Volatile Variable Rules: Writes to a volatile occur first (in chronological order) before reads to that volatile;
Thread Start Rule: of the Thread objectstart()Method occurs first for every action on this thread;
Thread Termination Rule: All operations on a thread occur before the thread terminates and can passThread.join()Method end,Thread.isAlive()The thread has terminated execution;
The Thread Interruption Rule: the threadinterrupt()Method is invoked when an event occurs when the interrupted thread’s code detects an interrupt.Thread.interrupted()Can detect whether there is an interruption;
Object Finilizer RuleThe completion of an object’s initialization (completion of constructor execution) occurs first of itsfinalize()The beginning;
Transitivity (Transitivity): If operation A precedes operation B and operation B precedes operation C, then A precedes operation C.

There is no relationship between the time sequence of different operations and the principle of antecedent, the two can not be inferred from each other, the measurement of concurrency safety can not be interfered by the time sequence, everything should be based on the principle of antecedent.

If two operations access the same variable, and one of them is a write operation, the two operations have data dependence. There are three cases: 1. Read write; 2). 3). Write after read, the three operations are data dependent, reordering will have an impact on the final execution result. The compiler and processor adhere to data dependencies when reordering, and the compiler and processor do not change the order in which two operations are executed in a data dependency relationship.

There is also the as-if-serial semantics: no matter how much reordering (compiler and processor to provide parallelism), the execution result of a (single-threaded) program cannot be changed. The compiler, runtime, and processor must comply with the AS-IF-Serial semantics. The as-if-serial semantics guarantee that the execution result of a program in a single thread is not changed, and the happens-before relationship guarantee that the execution result of a properly synchronized multithreaded program is not changed.

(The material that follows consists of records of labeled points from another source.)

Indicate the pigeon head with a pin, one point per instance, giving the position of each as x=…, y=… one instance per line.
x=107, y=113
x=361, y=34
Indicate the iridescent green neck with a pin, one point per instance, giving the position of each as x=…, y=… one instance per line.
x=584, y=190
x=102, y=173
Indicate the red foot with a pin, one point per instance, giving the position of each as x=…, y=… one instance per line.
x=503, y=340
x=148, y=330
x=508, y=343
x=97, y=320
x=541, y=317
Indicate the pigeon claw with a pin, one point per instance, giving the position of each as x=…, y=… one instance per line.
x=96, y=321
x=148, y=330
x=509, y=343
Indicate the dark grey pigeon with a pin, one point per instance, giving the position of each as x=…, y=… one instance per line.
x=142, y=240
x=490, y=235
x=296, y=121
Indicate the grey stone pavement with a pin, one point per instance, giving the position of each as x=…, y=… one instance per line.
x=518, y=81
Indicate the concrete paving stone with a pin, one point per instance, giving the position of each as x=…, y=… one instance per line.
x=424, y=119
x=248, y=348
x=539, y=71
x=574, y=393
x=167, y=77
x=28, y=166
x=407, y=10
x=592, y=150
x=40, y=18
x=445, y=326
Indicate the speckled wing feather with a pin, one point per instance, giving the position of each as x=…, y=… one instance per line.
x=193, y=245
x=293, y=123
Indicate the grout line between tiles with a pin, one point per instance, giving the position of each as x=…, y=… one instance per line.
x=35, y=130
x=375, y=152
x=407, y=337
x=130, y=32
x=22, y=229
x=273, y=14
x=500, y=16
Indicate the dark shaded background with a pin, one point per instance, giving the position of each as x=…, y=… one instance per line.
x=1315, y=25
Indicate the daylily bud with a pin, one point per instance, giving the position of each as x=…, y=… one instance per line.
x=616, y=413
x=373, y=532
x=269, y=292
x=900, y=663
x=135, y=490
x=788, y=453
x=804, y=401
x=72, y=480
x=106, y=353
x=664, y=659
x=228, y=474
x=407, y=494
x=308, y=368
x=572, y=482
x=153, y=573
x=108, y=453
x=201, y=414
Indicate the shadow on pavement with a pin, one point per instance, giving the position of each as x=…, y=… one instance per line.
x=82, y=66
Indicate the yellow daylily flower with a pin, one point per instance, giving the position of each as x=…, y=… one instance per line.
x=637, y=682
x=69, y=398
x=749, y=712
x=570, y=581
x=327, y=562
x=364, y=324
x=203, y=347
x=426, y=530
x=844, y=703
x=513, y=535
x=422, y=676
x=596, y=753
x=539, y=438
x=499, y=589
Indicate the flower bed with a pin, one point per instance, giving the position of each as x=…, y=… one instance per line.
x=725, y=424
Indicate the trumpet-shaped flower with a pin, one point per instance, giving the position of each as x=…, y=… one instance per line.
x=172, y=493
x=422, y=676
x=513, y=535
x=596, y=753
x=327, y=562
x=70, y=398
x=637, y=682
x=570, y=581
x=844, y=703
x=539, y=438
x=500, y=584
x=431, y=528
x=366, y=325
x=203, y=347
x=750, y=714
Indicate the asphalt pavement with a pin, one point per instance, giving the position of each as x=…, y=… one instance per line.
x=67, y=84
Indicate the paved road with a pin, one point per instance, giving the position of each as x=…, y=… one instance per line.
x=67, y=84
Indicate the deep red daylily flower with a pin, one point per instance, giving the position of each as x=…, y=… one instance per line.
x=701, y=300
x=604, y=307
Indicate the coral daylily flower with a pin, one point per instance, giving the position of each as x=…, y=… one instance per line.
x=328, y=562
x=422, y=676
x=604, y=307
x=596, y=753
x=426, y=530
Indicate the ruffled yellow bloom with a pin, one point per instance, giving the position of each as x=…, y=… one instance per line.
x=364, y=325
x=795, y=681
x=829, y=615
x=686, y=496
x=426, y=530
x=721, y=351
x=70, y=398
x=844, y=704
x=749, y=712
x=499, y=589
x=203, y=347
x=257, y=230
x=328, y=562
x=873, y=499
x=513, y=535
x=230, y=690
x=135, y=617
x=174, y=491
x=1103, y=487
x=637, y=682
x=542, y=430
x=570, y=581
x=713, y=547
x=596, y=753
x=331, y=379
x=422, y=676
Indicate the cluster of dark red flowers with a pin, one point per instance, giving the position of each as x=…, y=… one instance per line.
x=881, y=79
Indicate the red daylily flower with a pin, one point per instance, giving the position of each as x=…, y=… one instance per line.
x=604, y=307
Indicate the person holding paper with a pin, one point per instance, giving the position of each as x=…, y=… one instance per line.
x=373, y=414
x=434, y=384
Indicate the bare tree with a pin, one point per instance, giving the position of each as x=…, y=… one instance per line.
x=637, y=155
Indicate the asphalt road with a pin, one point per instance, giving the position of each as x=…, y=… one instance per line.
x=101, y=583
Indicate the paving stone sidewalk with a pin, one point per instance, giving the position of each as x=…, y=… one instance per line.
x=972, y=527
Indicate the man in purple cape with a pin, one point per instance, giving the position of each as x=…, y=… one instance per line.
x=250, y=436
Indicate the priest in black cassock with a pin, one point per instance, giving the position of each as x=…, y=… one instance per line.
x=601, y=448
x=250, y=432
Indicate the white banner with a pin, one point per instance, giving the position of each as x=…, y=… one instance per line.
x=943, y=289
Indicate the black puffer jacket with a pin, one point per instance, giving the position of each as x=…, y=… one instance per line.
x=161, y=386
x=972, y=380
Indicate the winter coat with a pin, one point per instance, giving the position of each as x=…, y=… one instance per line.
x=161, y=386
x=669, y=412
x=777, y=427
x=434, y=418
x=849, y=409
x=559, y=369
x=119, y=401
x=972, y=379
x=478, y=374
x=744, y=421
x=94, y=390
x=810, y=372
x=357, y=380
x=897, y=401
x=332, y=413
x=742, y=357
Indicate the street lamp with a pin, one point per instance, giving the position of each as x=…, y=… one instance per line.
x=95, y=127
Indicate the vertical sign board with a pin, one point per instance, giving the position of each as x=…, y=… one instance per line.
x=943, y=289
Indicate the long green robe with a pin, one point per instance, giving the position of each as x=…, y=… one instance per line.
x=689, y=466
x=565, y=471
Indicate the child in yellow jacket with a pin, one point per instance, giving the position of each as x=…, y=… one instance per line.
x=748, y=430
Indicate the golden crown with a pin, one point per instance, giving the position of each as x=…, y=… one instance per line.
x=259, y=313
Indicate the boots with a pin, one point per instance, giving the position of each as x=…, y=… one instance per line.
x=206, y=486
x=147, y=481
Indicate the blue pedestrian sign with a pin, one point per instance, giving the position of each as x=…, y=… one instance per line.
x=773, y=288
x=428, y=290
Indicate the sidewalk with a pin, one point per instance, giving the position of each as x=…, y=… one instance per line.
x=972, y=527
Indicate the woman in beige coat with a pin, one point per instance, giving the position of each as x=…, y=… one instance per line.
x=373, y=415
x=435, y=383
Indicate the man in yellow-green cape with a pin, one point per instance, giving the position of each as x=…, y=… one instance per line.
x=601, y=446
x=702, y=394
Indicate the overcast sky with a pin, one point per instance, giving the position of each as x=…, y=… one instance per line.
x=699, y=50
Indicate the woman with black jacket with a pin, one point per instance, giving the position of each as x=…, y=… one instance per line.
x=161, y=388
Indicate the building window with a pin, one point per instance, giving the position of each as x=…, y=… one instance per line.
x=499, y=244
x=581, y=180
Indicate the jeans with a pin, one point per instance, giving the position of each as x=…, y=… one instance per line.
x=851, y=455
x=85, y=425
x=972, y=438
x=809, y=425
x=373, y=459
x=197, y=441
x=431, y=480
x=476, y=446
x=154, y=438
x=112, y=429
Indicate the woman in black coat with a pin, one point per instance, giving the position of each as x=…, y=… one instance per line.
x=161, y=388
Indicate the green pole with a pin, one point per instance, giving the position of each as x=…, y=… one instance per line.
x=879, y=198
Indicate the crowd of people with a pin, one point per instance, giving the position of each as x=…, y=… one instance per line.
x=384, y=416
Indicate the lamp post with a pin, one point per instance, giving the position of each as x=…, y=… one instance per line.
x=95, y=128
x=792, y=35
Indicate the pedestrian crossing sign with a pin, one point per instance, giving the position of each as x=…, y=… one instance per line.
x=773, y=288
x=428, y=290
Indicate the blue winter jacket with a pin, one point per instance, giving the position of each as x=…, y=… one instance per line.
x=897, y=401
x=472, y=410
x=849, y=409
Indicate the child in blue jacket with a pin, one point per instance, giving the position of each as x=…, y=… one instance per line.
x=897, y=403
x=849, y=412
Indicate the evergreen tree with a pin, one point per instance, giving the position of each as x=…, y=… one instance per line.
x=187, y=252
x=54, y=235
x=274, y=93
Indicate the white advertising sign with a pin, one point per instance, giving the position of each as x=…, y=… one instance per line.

The happens-before principle and as-if-serial semantics are the principles followed by the virtual machine to optimize the parallelism of the provider under the condition that the execution result is not changed. The former applies to the multi-threaded situation, while the latter applies to the single-threaded environment.

Java threads

2.1 Implementation of Java thread

In Windows system and Linux system, the implementation of Java thread is based on one-to-one thread model, the so-called one-to-one model, in fact, through the language level program to indirectly call the system kernel thread model, that is, when we use Java thread, Inside the Java virtual machine, the kernel thread of the current operating system is instead called to complete the current task. Kernel-level threads (KLT) are threads supported by the operating system Kernel. These threads are switched by the operating system Kernel, which schedules the threads by operating the scheduler. And map the tasks of the thread to each processor. Each kernel thread can be seen as a doppelgant of the kernel, which is why operating systems can multitask simultaneously. Because the multithreaded programs we write are language-level, they don’t call kernel threads directly. Instead, they call light-weight processes, threads in general, because each lightweight Process maps to a kernel thread. Therefore, we can call kernel threads through lightweight processes, and then the operating system kernel maps tasks to individual processors. This one-to-one relationship between lightweight processes and kernel threads is called the one-to-one threading model.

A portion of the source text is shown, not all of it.